Incidentally, you probably know this already, but iTMS isn’t really profitable – Apple make their money on the iPods. If it didn’t have such massive marketshare, it could even be operating at a loss. Man, who wouldn’t want to enter that market.
Pete says:
August 31, 2006 at 8:41 am (UTC 13 )
Interesting last point. Do you have some links to back that up?
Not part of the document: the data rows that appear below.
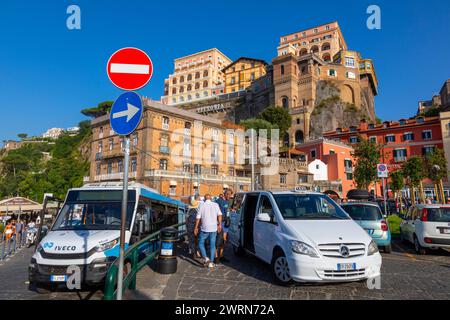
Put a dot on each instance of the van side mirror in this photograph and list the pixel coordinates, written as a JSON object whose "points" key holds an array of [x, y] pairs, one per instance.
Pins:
{"points": [[264, 217]]}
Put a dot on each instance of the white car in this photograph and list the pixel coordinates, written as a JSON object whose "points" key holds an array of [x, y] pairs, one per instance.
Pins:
{"points": [[305, 236], [427, 226]]}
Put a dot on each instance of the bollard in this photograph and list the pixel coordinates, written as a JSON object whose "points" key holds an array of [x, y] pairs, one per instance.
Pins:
{"points": [[167, 259]]}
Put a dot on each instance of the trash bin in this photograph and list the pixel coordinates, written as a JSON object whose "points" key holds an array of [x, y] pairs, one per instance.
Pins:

I find it VERY hard to believe that it costs more to provide a download of a song than $1. Unless of course the recording companies are making them pay them $1.50 per song (which doesn’t seem unrealistic).
Pete says:
August 31, 2006 at 11:33 am (UTC 13 )
I guess it’s all academic for us, as New Zealand is being told, “maybe next time“.
db says:
August 31, 2006 at 12:27 pm (UTC 13 )
http://daringfireball.net/2004/08/2004_wont_be_like_1984
http://daringfireball.net/2004/01/the_hbomb
http://daringfireball.net/2005/02/magic_8ball_napster
Kinda long, but they are full of interesting stuff. To clarify, when I said iTMS isn’t really profitable, it might be a bit profitable. And I’m sure it is, because it is a raging success. I think they’ve reached 1 billion songs downloaded now? But heaps of that $1 goes to the record companies, some goes to Apple, and they have plenty of costs to cover. Anyway, the crux of it is, iTMS isn’t there to make money. It probably does anyway, which is why it must be so great to be an Apple shareholder these days, but Apple is a hardware company and they are making stacks of dosh on the iPods themselves.
One quotation from above links:
“Yes, Apple makes way more money selling iPods than they do songs at the iTMS. Yes, Apple probably only makes about 10 cents per song sold. And, yes, Steve Jobs has stated that the iTMS is a loss-leader (“break-even-leader” is perhaps more apt) intended to sell more iPods.”
Also consider:
“E.g., according to Apple, to date they’ve sold over 10 million iPods, and over 250 million songs have been downloaded from iTMS (which is not to say they’ve sold 250 million songs). That averages out to about 25 iTMS songs per iPod.”
Pete says:
August 31, 2006 at 12:47 pm (UTC 13 )
Hmm, cheers for that. Interesting reading.
db says:
September 3, 2006 at 1:44 am (UTC 13 )
This just in:
Wal-Mart and Apple Battle for Turf
Which has a little bit about pricing on the rumoured movies:
“(The plan is for Apple to pay a $14 wholesale price for new releases [and sell @ $14.99], say sources, although negotiations continue.)”
Pete says:
September 5, 2006 at 2:08 pm (UTC 13 )
Yeah, that was interesting. Would certainly make buying movies cheaper for kiwis (about NZ$24 at current exchange rates).
I have a question. The original service we’re discussing is going to limit users by their IP Address. Anyone with any sort of a dark side knows that it’s possible to mask your IP address with a false address.
Presumably it would be fairly easy to do this, and then to use the service. If you watch all the ads, would it be just as morally wrong as downloading them off the net?
db says:
September 5, 2006 at 10:20 pm (UTC 13 )
Well, my personal take is that the US-only rule is stupid (unfair, exclusionary, etc.), and so circumventing is not only right, but commendable and valorous. Taking a less anarchic perspective, I still think it’s OK, although if, say, the ads were targeted at US citizens and had no value on you, it could be argued that you are wasting their ad dollars and thus stealing.
I suppose one important issue is that legally, it is still wrong, which could be a sticky point.